Chapter 17 #2
Cloister tightened his grip on the handle as he gave her a look.
She batted her lashes at him. “For realtor emergencies,” she said innocently. “Signs and shit. Now, come on. You said this was important.”
He reluctantly ceded the bag. Elise slung it over her shoulder, gold chain strap glittering in the sun, and slammed the car door.
Her heels clicked on the sidewalk as she walked briskly toward the big shell-white McMansion she’d texted him the address to.
A sign in front advertised an Open House in three days, under a photo of Elise in an uncharacteristic blue blazer.
Cloister followed her. It hadn’t taken him long to find State of Mind Security online.
They had a website, a chatbot, and an email form, but no other way to contact them.
They did, however, have a list of their other clientele.
Mostly storage facilities and realtors, including Tancredi’s mom’s company.
He glanced around as they walked up the drive.
The two houses might have both been for sale, but this one didn’t look much like the hoarder’s house they’d found Tracy Joel in.
The front lawn was the sort of green that was only achieved by landscaping, studded with sprinklers despite the current water ban, and pavers underfoot were pristine and level.
But the lock on the front of the door that Elise was wrestling with was the same. Fresher, maybe, but the same black block with a biometric fingerprint lock.
“Sometimes,” Elise said, her voice falling into the familiar rhythms of an advertising slogan, “peace of mind only comes from state-of-the-art security solutions. Call State of Mind Security to get both. Only don’t.
They’re horrendous to work with. The only reason this is here is because my client is easily led and in the middle of a contentious divorce from both his wife and his mistress.
Both of whom he had living here on different days of the week. ”
She pressed her thumb to the lock. It blipped red at her. She heaved a restrained sigh and tried again, wriggling her thumb around to get a better reading. This time, the lock popped open.
“See?” she said as she unhooked the latch.
“Some days it won’t open at all, and I have to call for the company to do a remote override.
Which is fine, except the only person able to do that is supposed to be the owner.
But if you’re annoying enough, everyone from the receptionist to the security guard seems to be able to pull it off. And I am annoying enough.”
She stepped inside and paused, giving Cloister and Bon a once-over.
“Wipe your feet,” she told him. “And she has to wait outside. Sorry. But the wife owns the cameras, and if she sees a dog in here…”
She trailed off with a grimace of glossy red lips.
“It’s fine,” Cloister said. “She doesn’t like tiled floors much anyhow.”
He glanced at Bon. “Go play.”
She gave him a skeptical twitch of her ears. That wasn’t a command she heard often while she was geared up. When Cloister didn’t correct himself, she gave a quick tension-relieving sneeze and shook herself before she trotted off into the garden.
While she sniffed along the picket fence, which apparently meant nothing to the owner, Cloister carefully scraped his feet on the WELCOME mat before he stepped inside.
“Are they the only security firm that offers those locks?” he asked. “The biometric ones?”
“The only ones in town,” Elise said as she pulled open the top drawer in the dresser by the door.
Despite how nice the house was—and what Cloister assumed was an eye-watering price tag for said house—the drawer was just as overstuffed as the one that served the same purpose in Cloister’s kitchen.
Elise pulled out a screwdriver, a novelty condom keyring, and a crumpled pizza leaflet as she hunted through it.
“Like I said, I never use them. Most of us don’t.

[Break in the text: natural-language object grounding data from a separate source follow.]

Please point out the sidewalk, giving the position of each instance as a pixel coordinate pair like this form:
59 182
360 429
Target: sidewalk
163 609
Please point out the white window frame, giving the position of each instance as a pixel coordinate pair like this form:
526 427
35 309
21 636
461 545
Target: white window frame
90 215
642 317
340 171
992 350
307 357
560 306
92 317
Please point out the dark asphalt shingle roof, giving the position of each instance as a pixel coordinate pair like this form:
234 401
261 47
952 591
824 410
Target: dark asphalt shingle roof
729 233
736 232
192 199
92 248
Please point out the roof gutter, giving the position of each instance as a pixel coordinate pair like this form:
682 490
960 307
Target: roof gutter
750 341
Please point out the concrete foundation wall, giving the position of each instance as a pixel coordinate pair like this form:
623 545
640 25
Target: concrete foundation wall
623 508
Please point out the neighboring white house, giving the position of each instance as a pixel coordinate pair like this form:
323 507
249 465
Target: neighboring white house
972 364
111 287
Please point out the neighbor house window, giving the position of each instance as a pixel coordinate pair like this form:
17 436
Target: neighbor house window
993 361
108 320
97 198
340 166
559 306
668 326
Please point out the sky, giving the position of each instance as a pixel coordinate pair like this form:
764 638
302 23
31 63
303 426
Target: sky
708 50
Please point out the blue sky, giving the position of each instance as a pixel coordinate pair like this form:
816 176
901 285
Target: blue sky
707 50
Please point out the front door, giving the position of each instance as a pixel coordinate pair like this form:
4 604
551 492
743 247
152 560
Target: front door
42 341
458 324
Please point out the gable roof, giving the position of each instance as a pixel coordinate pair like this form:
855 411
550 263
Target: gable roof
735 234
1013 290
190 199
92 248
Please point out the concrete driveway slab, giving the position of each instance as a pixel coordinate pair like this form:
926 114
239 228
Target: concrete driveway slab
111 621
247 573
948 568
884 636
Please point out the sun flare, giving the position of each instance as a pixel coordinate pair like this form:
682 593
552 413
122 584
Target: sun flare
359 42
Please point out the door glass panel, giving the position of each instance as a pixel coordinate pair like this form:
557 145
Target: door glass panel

Mind that vase, would you? It’s expensive. ”
Cloister glanced at the vase Elise had indicated.
It was shaped like a greyhound, with a scooped-out dish in its forehead.
He folded his arms to keep them out of trouble, feeling awkward about his size in a way he hadn’t since he was a kid and his elbows were in a different place every time he took a nap.
“I saw one on a house earlier today,” Cloister said.
Elise made a pleased sound as she pulled a flat beige envelope from the bottom of the drawer. “Where?” she asked as she turned around.
“Estrella Parks,” he said. “Near Buckthorn Road.”
Elise pursed her lips and sniffed. “That makes sense,” she said. “Was it a foreclosure?”
“Looked like it,” Cloister confirmed.